It’s rare that I don’t have a ready, thorough answer to a sports question, but then, I don’t remember ever having been asked why there aren’t more African-American drivers in NASCAR.
I knew that there’s just the one active African-American NASCAR driver, Bubba Wallace.
I didn’t know, until I looked it up, that there have been eight African-American drivers total in the history of the top NASCAR series.
I also found a database indicating that there have been 2,955 individuals who have started at least one NASCAR race since the series launched in 1948.
Doing the math there, African-American drivers make up .3 percent of the total.
Whereas African-Americans make up 13.4 percent of the U.S. population, and ostensibly 13.4 percent of those who know how to drive cars.
So, what’s going on here?
My first stab at an answer is to look at access.
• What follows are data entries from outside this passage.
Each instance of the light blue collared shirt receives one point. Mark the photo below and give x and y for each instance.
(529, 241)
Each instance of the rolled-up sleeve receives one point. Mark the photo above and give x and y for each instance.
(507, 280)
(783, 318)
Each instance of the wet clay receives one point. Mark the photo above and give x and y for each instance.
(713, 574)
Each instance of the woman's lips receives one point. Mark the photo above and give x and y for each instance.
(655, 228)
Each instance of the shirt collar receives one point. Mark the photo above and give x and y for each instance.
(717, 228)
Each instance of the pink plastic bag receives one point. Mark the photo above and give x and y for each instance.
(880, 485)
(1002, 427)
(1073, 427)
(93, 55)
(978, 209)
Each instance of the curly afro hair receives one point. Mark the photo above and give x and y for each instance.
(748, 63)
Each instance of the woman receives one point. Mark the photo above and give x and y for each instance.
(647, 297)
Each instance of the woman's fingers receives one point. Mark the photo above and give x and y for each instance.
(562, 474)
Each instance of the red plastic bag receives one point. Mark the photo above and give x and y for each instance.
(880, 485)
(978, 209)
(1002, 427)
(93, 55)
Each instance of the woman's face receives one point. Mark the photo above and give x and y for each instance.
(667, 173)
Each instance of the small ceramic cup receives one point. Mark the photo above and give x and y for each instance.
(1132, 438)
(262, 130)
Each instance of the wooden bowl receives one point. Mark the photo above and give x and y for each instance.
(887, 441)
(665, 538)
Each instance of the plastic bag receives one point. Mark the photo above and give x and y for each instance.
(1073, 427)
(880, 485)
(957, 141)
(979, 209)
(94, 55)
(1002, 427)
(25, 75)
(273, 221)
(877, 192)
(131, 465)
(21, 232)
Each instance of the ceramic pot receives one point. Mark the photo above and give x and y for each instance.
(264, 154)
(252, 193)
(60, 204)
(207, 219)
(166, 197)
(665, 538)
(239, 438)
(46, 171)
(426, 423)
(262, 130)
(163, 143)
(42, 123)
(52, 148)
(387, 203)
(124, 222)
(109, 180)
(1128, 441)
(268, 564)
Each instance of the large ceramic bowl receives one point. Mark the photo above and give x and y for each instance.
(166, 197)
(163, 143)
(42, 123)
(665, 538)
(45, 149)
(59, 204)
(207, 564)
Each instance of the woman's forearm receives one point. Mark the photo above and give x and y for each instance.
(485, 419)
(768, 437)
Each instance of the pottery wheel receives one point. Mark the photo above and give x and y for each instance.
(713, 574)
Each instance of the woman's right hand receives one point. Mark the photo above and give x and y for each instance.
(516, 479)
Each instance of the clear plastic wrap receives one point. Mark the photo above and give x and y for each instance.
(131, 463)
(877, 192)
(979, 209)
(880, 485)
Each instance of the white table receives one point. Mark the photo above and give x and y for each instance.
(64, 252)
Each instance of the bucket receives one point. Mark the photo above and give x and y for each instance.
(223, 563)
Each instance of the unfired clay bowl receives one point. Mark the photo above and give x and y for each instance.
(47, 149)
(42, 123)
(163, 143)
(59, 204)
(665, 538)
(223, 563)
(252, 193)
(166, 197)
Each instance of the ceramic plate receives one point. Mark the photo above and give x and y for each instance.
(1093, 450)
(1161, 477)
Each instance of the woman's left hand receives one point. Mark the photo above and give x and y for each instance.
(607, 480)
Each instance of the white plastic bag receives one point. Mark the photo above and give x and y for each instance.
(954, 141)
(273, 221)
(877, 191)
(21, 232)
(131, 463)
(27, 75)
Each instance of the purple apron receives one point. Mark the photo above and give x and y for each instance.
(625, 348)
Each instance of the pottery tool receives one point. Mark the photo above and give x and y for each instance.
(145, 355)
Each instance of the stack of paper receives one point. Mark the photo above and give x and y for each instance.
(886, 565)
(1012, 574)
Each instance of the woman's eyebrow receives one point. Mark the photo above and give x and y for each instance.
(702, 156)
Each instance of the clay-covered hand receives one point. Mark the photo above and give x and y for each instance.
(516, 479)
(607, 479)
The people who become pro race-car drivers have to work their way up the ranks like those who become professionals in other sports.
Unique to stock-car racing is that it can be expensive, in terms of the costs of building and maintaining the kinds of cars that are needed to be competitive.
That said, there are tracks in communities across the country that feature races involving drivers and crews from largely working-class backgrounds.
These are the proving grounds from which the best begin to work their way up the ladder.
Those who want to compete, basically, figure out how to get their cars on the track.
This isn’t different from really anything else.
If you want to play baseball, football, basketball, soccer, golf, tennis, whatever, you figure it out.
Maybe the answer to the question, then, has to do with the want part of this.
What would make African-Americans not want to compete in stock-car racing?
I don’t know that it’s as simple as, you turn on the TV for a NASCAR race, and you see Confederate flags everywhere in the infield and stands, but that can’t help.
Do you really want to put the work in to succeed at something when getting to the pinnacle of that something means walking into an environment that embraces celebrations of an era in which your ancestors were slaves?
NASCAR’s move this week, then, to ban Confederate flags from events and facilities is a step in the right direction in terms of moving toward inclusiveness.
But it’s just a first step.
An important next step that I’d think through would be encouraging similar moves at the local tracks that are the feeders in terms of building and providing that next generation of drivers.
That’s really the key to getting the numbers up at the top level.
NASCAR has made moves over the years to try to foster the development of African-American, Latino and female drivers, but those efforts aren’t going to be that effective if the drivers aren’t developing organically at the local level.
That, in essence, is how we find more Bubba Wallaces.
So, big move this week from NASCAR, and there needs to be more to come to make it mean something.